2013, Week 41 – from October 6 to October 13
- Maersk-Seago: new weekly feeder replaces halted Baltic leg of ‘CRX’
- OPDR adds Andalusia link with new Huelva call
- CMA CGM further strengthens Morocco coverage for citrus season
- PIL to launch intra-WAF feeder ‘WA2’
- G6 Alliance announces low season contingency plan
Fleet & Finance
- SAUDI TABUK – last of NSCSA conro quartet bows out after 30 years of service
- RAL re-boots newbuilding program with five orders in Poland
- SCI to cancel 3,500 teu order at Rongsheng
- Delivery of 37,000 dwt GREEN MOUNTAIN
The upcoming winter slack season on the northern hemisphere’s east-west mainline trades has prompted the New World Alliance partners to implement a transpacific capacity reduction program and remove one service string from their portfolio.
In mid-October, Hyundai Merchant Marine, APL and Mitsui O.S.K. Lines will therefore shut down their ‘PS1’ Transpacific service.
The loop, which connects China and Korea to the Northern WCNA will close after the HYUNDAI LONG BEACH’s final departure from Yantian on 12 October.
The ‘PS1’ is operated by Hyundai (one ship) and APL (five ships), with MOL and Hamburg Süd as slot partners. It presently deploys a fleet of six ships in the size range of 5,514 teu to 6,350 teu. The loop turns in six weeks and calls at the following ports: Yantian (Shenzhen), Hong Kong, Xiamen, Busan, Seattle, Vancouver, Yokohama, Kaohsiung, Chiwan (Shenzhen), Yantian (Shenzhen).
Closing the loop will have a negative capacity impact of 5,758 teu per week and per direction.
In order to distribute this capacity reduction more evenly across the entire American West Coast, the New World Alliance will accompanying measures to the ‘PS1’ closure and alter the weekly capacities of other transpacific services.
In order to mitigate the capacity impact on Seattle and Vancouver, the alliance’s ‘PNW’ and ‘PCX’ services will swap their fleets. The 8,900 teu ships presently trading on the ‘PCX’ will be moved to the ‘PNW’ loop, which services the Pacific North West with calls at Tacoma, Seattle and Vancouver. On this loop, the ships replace a set of 6,800 teu vessels that move on to sail on the California service ‘PCX’, which serves Los Angeles and Oakland.
While the vessel swap as such does not affect overall transpacific volumes, it removes some 2,100 weekly slots from California and adds them to the northern ports.
The Vancouver and Hong Kong based non operating owner Seaspan, which this week firmed up long-term charter deals for five Hyundai-built 14,000 teu ships with Yang Ming, said it planned to order another five vessels of similar design at CSBC Taiwan – also for Yang Ming.
Seaspan on Tuesday confirmed that it had entered into ‘commitments’ with CSBC Corporation Taiwan to have constructed and to acquire the five containerships for an aggregate purchase price of approximately USD 550 million.
Concurrently with this newbuilding commitment, Seaspan signed a binding letter of intent with Yang Ming to enter into long-term, fixed-rate time charter contracts for these ships.

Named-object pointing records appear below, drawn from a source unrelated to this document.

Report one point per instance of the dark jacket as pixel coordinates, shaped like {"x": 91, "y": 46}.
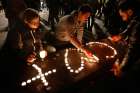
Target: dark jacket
{"x": 133, "y": 41}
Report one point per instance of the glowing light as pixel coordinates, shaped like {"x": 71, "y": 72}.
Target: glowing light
{"x": 42, "y": 54}
{"x": 104, "y": 44}
{"x": 68, "y": 65}
{"x": 39, "y": 76}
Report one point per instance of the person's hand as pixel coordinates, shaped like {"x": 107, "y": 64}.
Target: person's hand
{"x": 31, "y": 57}
{"x": 116, "y": 38}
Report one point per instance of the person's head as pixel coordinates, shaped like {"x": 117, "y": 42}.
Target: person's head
{"x": 84, "y": 13}
{"x": 127, "y": 9}
{"x": 31, "y": 18}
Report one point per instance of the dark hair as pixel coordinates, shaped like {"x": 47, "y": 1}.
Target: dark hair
{"x": 30, "y": 14}
{"x": 85, "y": 8}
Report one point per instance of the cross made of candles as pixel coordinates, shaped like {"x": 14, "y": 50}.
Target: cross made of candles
{"x": 39, "y": 76}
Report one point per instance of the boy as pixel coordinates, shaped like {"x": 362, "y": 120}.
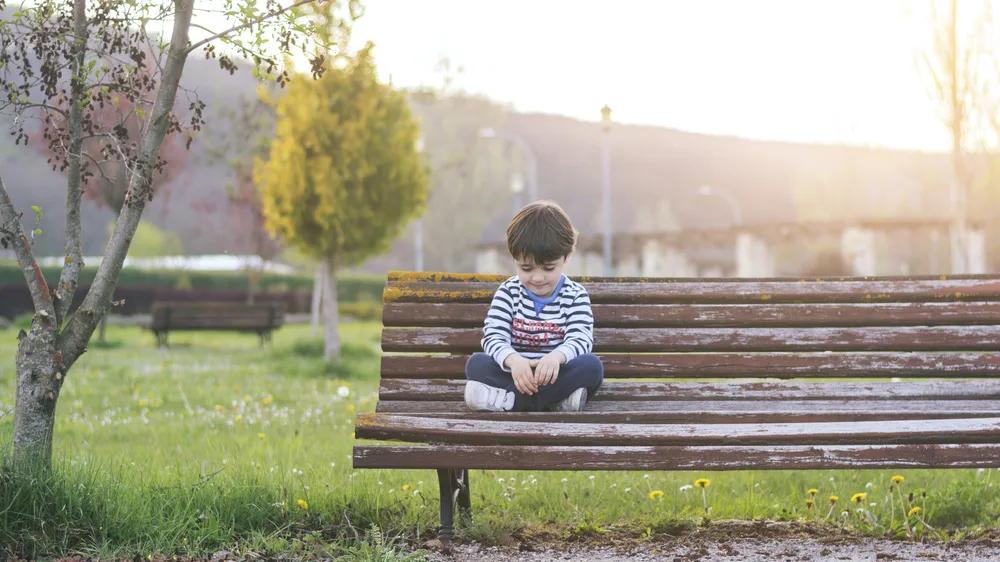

The company disclosed that it expected to complete definitive time charter contracts with Yang Ming and definitive shipbuilding contracts with CSBC shortly.
The vessels are to be built at CSBC’s Kaohsiung shipyard and they are scheduled for delivery in 2016.
Over the course of 2015 and 2016, Yang Ming is thus to receive no fewer than 15 container ships of 14,000 teu from Seaspan.
Yang Ming’s orderbook furthermore includes two 6,250 teu ships from Japan. Built at Imabari’s Koyo Shipyard and chartered from the Imabari Group’s Shoei Kisen, these ships are sisters of the recently delivered YM MOVEMENT.
Seaspan on Tuesday announced that the five 14,000 teu container ships which the company ordered in late July at Hyundai Heavy Industries, will be chartered out to Yang Ming.
The Vancouver and Hong Kong based non operating owner said it recently signed long-term, fixed-rate time charter contracts with the Taiwanese carrier for all five ships.
Seaspan ordered the vessels for a unit price of USD 107 to 110 million, which translates into a per teu slot price of USD 7,643 to USD 7,857. The newbuildings are slated for delivery in the second half of 2015.
The five ships add to five similar vessels that Seaspan ordered in January, also for long-term charters to Yang Ming. Seapan paid a total of USD 600 million for these ships: USD 120 million per unit or USD 8,571 per teu slot. Compared to the initial five ships, Seaspan was thus able to obtain a notable discount from Hyundai.
Seaspan also announced that it entered negotiations with Taiwan’s CSBC Shipyard to order another five ships of 14,000 teu. Scheduled for delivery in 2016, these ships are also earmarked for Yang Ming.